Government Report Criticizes Aircraft Cybersecurity

The Federal Aviation Administration (FAA) has agreed in part to improve its cybersecurity after a critical Government Accountability Office (GAO) report highlighted some key challenges which may be putting passenger safety at risk.

The 56-page report published this week points to three areas of weakness: protecting air traffic control (ATC) systems; protecting ‘avionics’ used to guide and control aircraft; and clarifying security roles in FAA offices.

Although the FAA has taken steps to improve cybersecurity in ATC systems, the GAO pointed out that “significant security-control weaknesses remain that threaten the agency’s ability to ensure the safe and uninterrupted operation of the national airspace system.”

Specifically, the FAA hasn’t developed a cybersecurity threat model, which could help identify threats to its systems and be used “as a basis for aligning cybersecurity efforts and limited resources.”

The GAO report also warned that the increasingly internet-connected nature of modern aircraft could expose them to the risk of security incidents if hackers gain unauthorized remote access to avionics systems.

The GAO claimed that although the FAA had created a dedicated Cyber Security Steering Committee, its own Office of Safety (AVS) was not represented.

Finally, GAO said the Surveillance and Broadcast Services Subsystem (SBSS), which enables satellite guidance of planes, hasn’t yet adopted changes made to security controls brought in by NIST back in April 2013, including intrusion detection improvements.

For its part, the FAA has apparently agreed to develop a cybersecurity threat model, and implement the NIST revisions, but claimed that the AVS is already sufficiently involved in cybersecurity efforts and doesn’t need a seat on the steering committee.

Malwarebytes malware intelligence analyst, Jovi Umawing, argued that although on-board firewalls could theoretically be bypassed by hackers, aircraft systems are always built with safety in mind.
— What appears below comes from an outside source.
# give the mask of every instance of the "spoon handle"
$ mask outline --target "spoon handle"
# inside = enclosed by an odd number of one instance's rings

“These systems, which we deem life- or safety-critical, have redundancies in place to lessen the chances of tragic outcomes should they be compromised,” she added.
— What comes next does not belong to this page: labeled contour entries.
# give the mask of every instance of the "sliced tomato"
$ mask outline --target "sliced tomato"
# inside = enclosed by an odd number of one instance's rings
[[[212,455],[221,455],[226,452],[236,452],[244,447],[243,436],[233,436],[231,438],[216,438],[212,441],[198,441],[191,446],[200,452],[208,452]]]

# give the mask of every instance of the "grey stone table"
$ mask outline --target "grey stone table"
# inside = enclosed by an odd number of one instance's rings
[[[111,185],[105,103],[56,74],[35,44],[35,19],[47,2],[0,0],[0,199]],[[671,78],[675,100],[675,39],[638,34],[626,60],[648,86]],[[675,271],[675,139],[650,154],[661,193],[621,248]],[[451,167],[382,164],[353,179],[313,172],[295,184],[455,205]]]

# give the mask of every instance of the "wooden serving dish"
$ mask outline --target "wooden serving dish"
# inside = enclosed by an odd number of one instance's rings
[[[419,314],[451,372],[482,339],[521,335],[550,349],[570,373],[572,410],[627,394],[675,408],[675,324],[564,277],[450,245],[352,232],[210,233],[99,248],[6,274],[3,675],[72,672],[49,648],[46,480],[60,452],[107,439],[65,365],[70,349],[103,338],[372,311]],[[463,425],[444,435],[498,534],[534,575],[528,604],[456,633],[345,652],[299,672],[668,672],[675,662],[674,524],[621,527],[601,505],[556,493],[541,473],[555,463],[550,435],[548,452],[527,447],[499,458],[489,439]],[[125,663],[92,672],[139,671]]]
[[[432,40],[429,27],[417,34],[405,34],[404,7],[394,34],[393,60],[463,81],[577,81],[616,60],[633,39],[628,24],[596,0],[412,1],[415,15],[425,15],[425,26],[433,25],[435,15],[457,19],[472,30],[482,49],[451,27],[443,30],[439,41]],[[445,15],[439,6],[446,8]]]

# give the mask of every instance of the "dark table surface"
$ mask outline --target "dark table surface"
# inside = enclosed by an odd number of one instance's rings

“As the GAO report does not clearly elaborate if this new threat via cabin Wi-Fi takes into account such systems, we can’t know for sure if an attack like this would be successful.”

However, passengers connecting to the internet on board should treat the network as they would free public Wi-Fi.

“That means avoiding logging into websites containing lots of sensitive information like online banking or social media accounts,” she cautioned.

“Airplane Wi-Fi may be password protected but that doesn’t mean there isn’t someone logged onto the network sniffing around for packets and looking to take advantage of travelers’ trust in the system.”